Of the several decisions of the U.S. Supremes, perhaps the decision in United States v. Marigold, 50 U.S. (9 How.) 560, 567-68 (1850), demonstrates the thought of that court:

"They appertain rather to the execution of an important trust invested by the Constitution, and to the obligation to fulfill that trust on the part of the government, namely, the trust and the duty of creating and maintaining a uniform and pure metallic standard of value throughout the Union. The power of coining money and of regulating its value was delegated to Congress by the Constitution for the very purpose, as assigned by the framers of that instrument, of creating and preserving the uniformity and purity of such standard of value * * *.

"If the medium which the government was authorized to create and establish could immediately be expelled, and substituted by one it had neither created, estimated, nor authorized  one possessing no intrinsic value  then the power conferred by the Constitution would be useless  wholly fruitless of every end it was designed to accomplish. Whatever functions Congress are, by the Constitution, authorized to perform, they are, when the public good requires it, bound to perform; and on this principle, having emitted a circulating medium, a standard of value indispensable for the purposes of the community, and for the action of the government itself, they are accordingly authorized and bound in duty to prevent its debasement and expulsion, and the destruction of the general confidence and convenience, by the influx and substitution of a spurious coin in lieu of the constitutional currency."

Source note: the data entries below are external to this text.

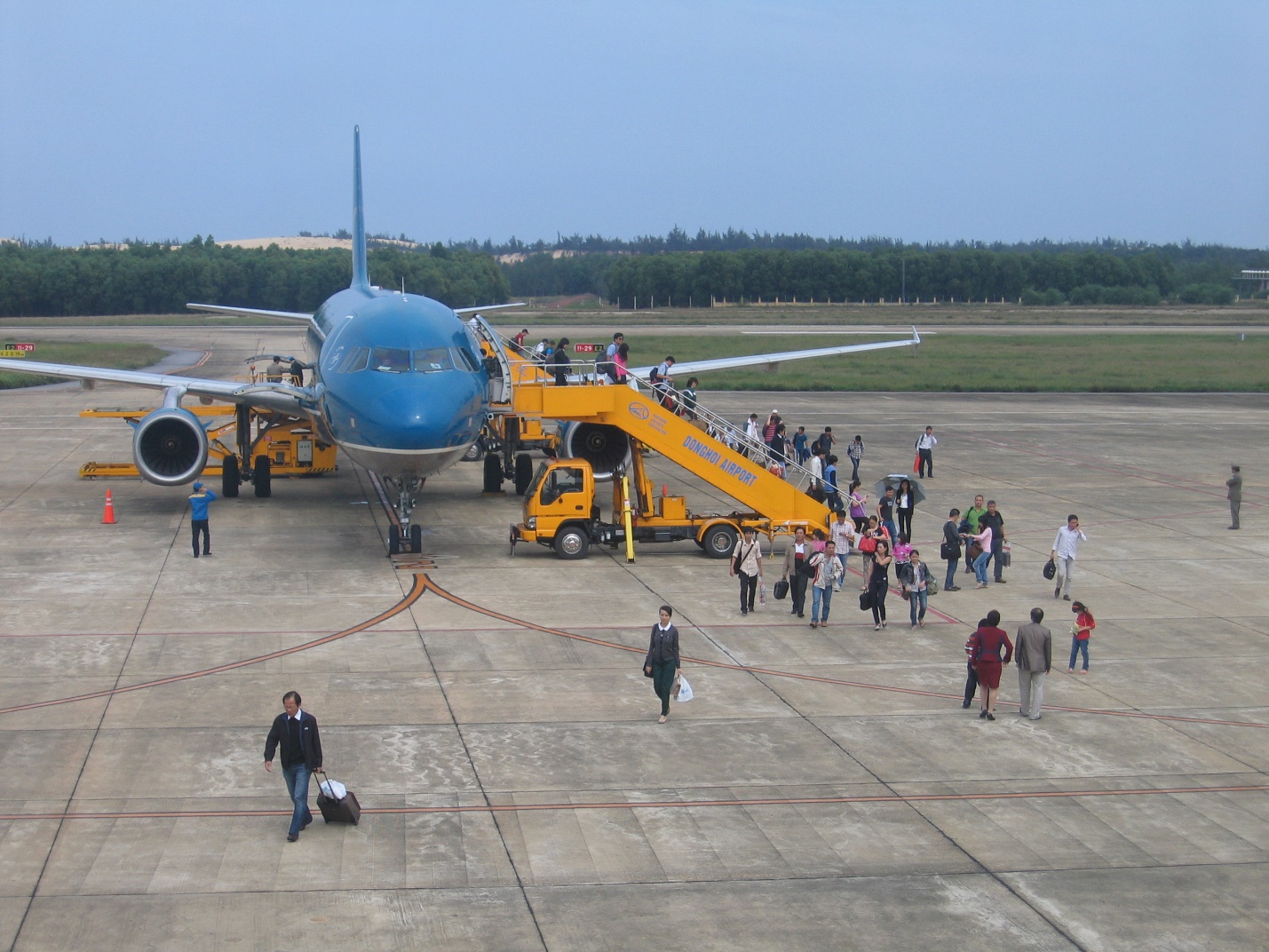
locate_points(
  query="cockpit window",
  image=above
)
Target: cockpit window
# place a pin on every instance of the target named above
(464, 360)
(390, 360)
(434, 358)
(354, 360)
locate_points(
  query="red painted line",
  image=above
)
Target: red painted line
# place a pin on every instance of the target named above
(795, 676)
(662, 804)
(410, 598)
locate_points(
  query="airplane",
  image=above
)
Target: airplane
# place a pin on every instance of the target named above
(399, 384)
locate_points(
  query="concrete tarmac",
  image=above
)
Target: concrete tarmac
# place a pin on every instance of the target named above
(825, 789)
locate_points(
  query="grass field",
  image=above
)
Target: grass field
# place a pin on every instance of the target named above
(124, 357)
(964, 362)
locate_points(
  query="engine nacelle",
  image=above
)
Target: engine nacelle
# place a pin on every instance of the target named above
(604, 447)
(171, 447)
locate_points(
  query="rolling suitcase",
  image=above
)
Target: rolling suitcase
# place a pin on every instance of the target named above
(343, 810)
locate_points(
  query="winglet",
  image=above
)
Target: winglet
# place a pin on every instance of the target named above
(361, 275)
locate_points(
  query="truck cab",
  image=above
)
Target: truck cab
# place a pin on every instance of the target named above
(561, 511)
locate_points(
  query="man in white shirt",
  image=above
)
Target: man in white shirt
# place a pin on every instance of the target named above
(842, 534)
(1065, 549)
(925, 444)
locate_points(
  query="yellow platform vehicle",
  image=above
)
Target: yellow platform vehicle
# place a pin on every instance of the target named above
(562, 511)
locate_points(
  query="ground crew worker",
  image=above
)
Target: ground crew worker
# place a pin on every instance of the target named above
(198, 500)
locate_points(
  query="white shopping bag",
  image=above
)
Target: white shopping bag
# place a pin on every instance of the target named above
(334, 789)
(684, 692)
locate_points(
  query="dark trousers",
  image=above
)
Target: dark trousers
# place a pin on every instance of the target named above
(971, 683)
(662, 682)
(996, 549)
(905, 522)
(200, 526)
(878, 589)
(797, 591)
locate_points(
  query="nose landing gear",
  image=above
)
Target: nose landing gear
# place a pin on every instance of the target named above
(404, 532)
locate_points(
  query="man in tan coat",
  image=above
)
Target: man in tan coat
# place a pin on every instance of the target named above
(1033, 654)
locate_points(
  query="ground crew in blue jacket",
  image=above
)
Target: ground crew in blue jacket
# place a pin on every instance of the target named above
(198, 500)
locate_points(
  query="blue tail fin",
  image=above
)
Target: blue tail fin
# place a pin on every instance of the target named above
(361, 277)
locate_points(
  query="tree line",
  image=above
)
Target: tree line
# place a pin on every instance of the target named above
(40, 281)
(882, 274)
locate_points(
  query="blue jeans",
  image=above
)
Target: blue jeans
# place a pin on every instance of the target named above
(980, 567)
(913, 598)
(297, 786)
(817, 598)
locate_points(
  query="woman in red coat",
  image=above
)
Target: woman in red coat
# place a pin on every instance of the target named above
(987, 644)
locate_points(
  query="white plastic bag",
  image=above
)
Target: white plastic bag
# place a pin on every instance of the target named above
(684, 692)
(334, 789)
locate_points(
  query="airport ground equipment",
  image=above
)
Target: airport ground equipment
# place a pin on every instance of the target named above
(607, 431)
(237, 443)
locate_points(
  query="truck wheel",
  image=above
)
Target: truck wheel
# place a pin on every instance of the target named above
(573, 543)
(228, 478)
(523, 473)
(263, 478)
(719, 541)
(493, 473)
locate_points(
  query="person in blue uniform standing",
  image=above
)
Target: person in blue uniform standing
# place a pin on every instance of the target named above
(198, 500)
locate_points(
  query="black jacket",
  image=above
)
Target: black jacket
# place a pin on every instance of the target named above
(310, 741)
(662, 647)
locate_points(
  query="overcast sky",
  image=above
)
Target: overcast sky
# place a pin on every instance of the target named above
(925, 122)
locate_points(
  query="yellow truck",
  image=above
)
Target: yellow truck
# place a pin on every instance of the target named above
(561, 511)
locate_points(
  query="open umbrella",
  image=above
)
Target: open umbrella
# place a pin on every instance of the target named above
(893, 480)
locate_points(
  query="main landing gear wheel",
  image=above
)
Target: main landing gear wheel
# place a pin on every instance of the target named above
(523, 472)
(230, 478)
(263, 478)
(571, 543)
(719, 541)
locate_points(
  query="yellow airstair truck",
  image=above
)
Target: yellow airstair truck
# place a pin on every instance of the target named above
(607, 429)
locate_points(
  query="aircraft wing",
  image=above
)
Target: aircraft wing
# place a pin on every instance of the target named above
(722, 363)
(487, 307)
(253, 313)
(281, 398)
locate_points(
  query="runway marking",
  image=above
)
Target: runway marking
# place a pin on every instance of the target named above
(660, 804)
(408, 599)
(820, 679)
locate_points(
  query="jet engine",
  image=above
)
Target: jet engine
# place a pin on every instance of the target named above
(171, 447)
(604, 447)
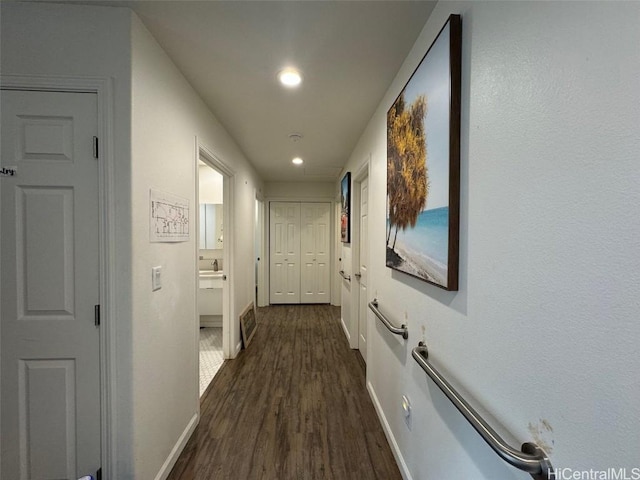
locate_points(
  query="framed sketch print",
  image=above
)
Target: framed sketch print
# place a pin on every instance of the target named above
(423, 165)
(345, 214)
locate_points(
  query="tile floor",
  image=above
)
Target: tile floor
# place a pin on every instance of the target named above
(211, 357)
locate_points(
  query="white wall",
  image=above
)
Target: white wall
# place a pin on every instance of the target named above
(167, 118)
(300, 191)
(210, 185)
(544, 328)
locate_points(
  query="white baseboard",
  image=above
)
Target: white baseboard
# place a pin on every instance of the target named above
(177, 449)
(404, 470)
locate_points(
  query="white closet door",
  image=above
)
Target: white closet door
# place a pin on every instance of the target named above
(284, 248)
(315, 284)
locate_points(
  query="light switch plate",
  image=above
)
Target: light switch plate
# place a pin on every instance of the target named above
(156, 278)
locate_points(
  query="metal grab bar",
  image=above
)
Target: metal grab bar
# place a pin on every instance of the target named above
(531, 459)
(403, 330)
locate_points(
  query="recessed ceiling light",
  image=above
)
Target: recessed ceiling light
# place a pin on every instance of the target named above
(290, 77)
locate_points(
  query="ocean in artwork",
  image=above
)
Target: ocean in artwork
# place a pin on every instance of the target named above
(423, 250)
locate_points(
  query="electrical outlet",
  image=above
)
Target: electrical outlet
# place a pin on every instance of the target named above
(406, 410)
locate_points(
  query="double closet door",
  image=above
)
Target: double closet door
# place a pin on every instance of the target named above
(299, 246)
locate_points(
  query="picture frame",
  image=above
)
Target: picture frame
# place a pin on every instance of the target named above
(423, 165)
(248, 324)
(345, 208)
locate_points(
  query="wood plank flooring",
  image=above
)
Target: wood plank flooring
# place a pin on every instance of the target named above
(293, 405)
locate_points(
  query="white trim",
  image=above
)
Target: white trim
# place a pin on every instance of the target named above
(103, 88)
(228, 303)
(171, 460)
(404, 470)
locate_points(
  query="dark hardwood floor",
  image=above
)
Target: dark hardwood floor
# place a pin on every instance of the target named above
(293, 405)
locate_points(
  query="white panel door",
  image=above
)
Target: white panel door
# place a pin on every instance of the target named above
(49, 251)
(284, 249)
(363, 278)
(315, 244)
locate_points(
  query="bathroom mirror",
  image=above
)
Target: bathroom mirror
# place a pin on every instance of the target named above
(211, 226)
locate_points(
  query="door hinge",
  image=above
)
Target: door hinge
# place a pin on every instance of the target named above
(96, 152)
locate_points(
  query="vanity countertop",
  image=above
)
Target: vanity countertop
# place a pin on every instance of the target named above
(211, 273)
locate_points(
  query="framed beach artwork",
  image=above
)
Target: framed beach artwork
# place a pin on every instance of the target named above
(345, 204)
(423, 165)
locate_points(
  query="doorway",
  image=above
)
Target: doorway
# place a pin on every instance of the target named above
(215, 266)
(51, 273)
(360, 290)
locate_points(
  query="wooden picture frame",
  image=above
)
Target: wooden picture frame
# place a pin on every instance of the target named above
(248, 324)
(345, 208)
(423, 165)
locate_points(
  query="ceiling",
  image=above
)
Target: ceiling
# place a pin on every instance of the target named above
(230, 52)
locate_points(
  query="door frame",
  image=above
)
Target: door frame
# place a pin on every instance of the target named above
(103, 88)
(361, 174)
(228, 298)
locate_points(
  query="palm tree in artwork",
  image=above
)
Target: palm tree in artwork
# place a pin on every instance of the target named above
(407, 173)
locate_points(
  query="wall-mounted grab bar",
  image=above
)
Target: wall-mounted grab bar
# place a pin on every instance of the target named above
(403, 330)
(345, 276)
(531, 459)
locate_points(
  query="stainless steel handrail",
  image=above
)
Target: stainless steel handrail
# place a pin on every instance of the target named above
(531, 458)
(403, 330)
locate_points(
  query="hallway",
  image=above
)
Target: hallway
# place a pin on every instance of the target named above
(294, 405)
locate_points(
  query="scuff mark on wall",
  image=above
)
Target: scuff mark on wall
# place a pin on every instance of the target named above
(542, 435)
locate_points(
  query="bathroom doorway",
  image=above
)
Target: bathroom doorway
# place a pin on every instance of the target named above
(214, 182)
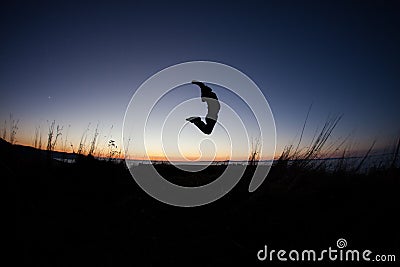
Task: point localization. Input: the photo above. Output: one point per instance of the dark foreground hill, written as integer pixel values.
(92, 213)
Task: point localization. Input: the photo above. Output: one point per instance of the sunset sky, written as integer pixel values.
(79, 62)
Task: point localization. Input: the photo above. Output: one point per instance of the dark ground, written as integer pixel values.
(92, 213)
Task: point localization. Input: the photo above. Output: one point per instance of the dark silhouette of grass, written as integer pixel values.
(92, 213)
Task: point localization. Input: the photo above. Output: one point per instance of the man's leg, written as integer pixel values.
(205, 127)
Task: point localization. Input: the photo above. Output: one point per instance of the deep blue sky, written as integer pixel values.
(81, 62)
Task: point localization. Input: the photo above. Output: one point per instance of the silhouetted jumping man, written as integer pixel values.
(213, 106)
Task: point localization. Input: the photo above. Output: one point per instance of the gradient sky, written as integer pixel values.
(80, 63)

You may read this decision here:

http://caselaw.lp.findlaw.com/scripts/getcase.pl?navby=case&court=US&vol=50&page=560

I have a wide variety of cites to and quotes from cases of this period posted here:

http://home.hiwaay.net/~becraft/MONEYbrief.html

Where did we get federal “legal tender paper money”? During the civil war, Chase was Treasury Secretary and he developed the idea (as published in the Annual Reports of the Treasury) of issuing federal notes to finance the war. Congress followed suit and issued those notes, later making them a legal tender. Chase was later appointed to the Supreme Court as Chief Justice, and I suspect that the reason for doing so was to insure he would uphold the constitutionality of those legal tender acts. However, he disappointed everyone when the Court took cert on a case from Kentucky; see Hepburn v. Griswold, 75 U.S. 603, 625 (1869). In this case, Chase concluded that his own acts of advocating legal tender paper were unconstitutional. I attach hereto a copy of the decision in Hepburn.

Only when the Court was packed with a couple of railroad lawyers did it decide to rehear this question. Then in the Legal Tender Cases, the power to issue such notes during war was upheld. That decision could not isolate where this legal tender power was found in the constitution; it merely pointed to the constitution and by fiat declared that such power was there.

This issue is long and complex. It would benefit you if you would at least minimally educate yourself about the legal history of this issue.